Rising costs for education coupled with lower public support has left students who are not wealthy enough to cover the costs with only the option to take on debt—over a trillion dollars of debt as of 2011. An article in The Economist provides this chart.
The situation is nicely addressed in a New York Times article by Andrew Martin and Andrew W. Lehren: A Generation Hobbled by the Soaring cost of College.
The degree of borrowing varies widely.
Economic difficulties coupled with anti-tax sentiments have resulted in higher costs for an education at a state college and lower public support.
"From 2001 to 2011, state and local financing per student declined by 24 percent nationally. Over the same period, tuition and fees at state schools increased 72 percent, compared with 29 percent for nonprofit private institutions, according to the College Board."
To maintain parity, spending on college education should have been increasing, merely to match increases in population. These cuts were not motivated by economic concerns alone. Conservative Republicans have been hostile to the notion that access to higher education is a right.
It has been argued that $50,000 is a small price to pay for an education that should yield greater earnings over a lifetime. Such arguments miss the point. It is to society’s benefit to make higher education as widely available as possible. We hear over and over that positions go unfilled, or that they are offshored, because we suffer from a dearth of acceptable candidates. How is that issue addressed by making entry into education more difficult?
The students who negotiate the system by accumulating debt can be economically limited for a decade or more as they try to pay off school debts.
Our schools could do a better job of preparing students for the environment they will encounter after they graduate. And they could do a better job of counseling students on the true costs they are incurring when they take out loans.
The most troubling aspect of this issue is that we seem to be breaking faith with the nature of society itself.
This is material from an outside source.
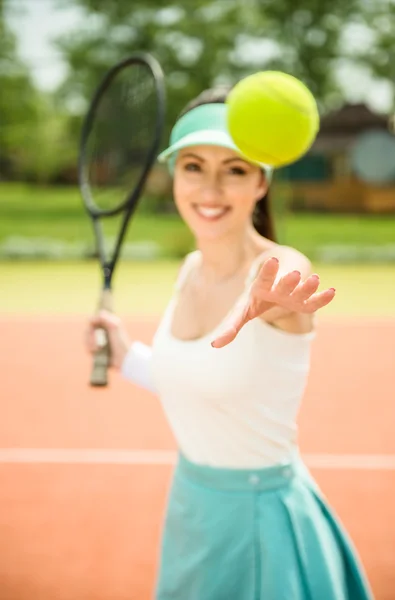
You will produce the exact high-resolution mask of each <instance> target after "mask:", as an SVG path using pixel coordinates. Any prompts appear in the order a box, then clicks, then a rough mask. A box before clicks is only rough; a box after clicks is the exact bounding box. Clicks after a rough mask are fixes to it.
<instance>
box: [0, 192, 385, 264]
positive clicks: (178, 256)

Societies form because people realize that they are much safer as a member of a group than as an individual. It is an implicit contract in societies that the strong will contribute to the protection of the weak and that the wealthy will contribute to the welfare of the poor. The notion that everyone should pay for their own education is another instance in which conservatives have forced a retreat from the concept of societal assistance and pushed us towards a pay-to-play posture where everyone is expected to personally fund whatever service they receive. Friendships cannot endure such an arrangement; families cannot operate under that rule; tribes and clans would dissolve if such a requirement was operative. Why would anyone suppose that a modern, complex society could thrive?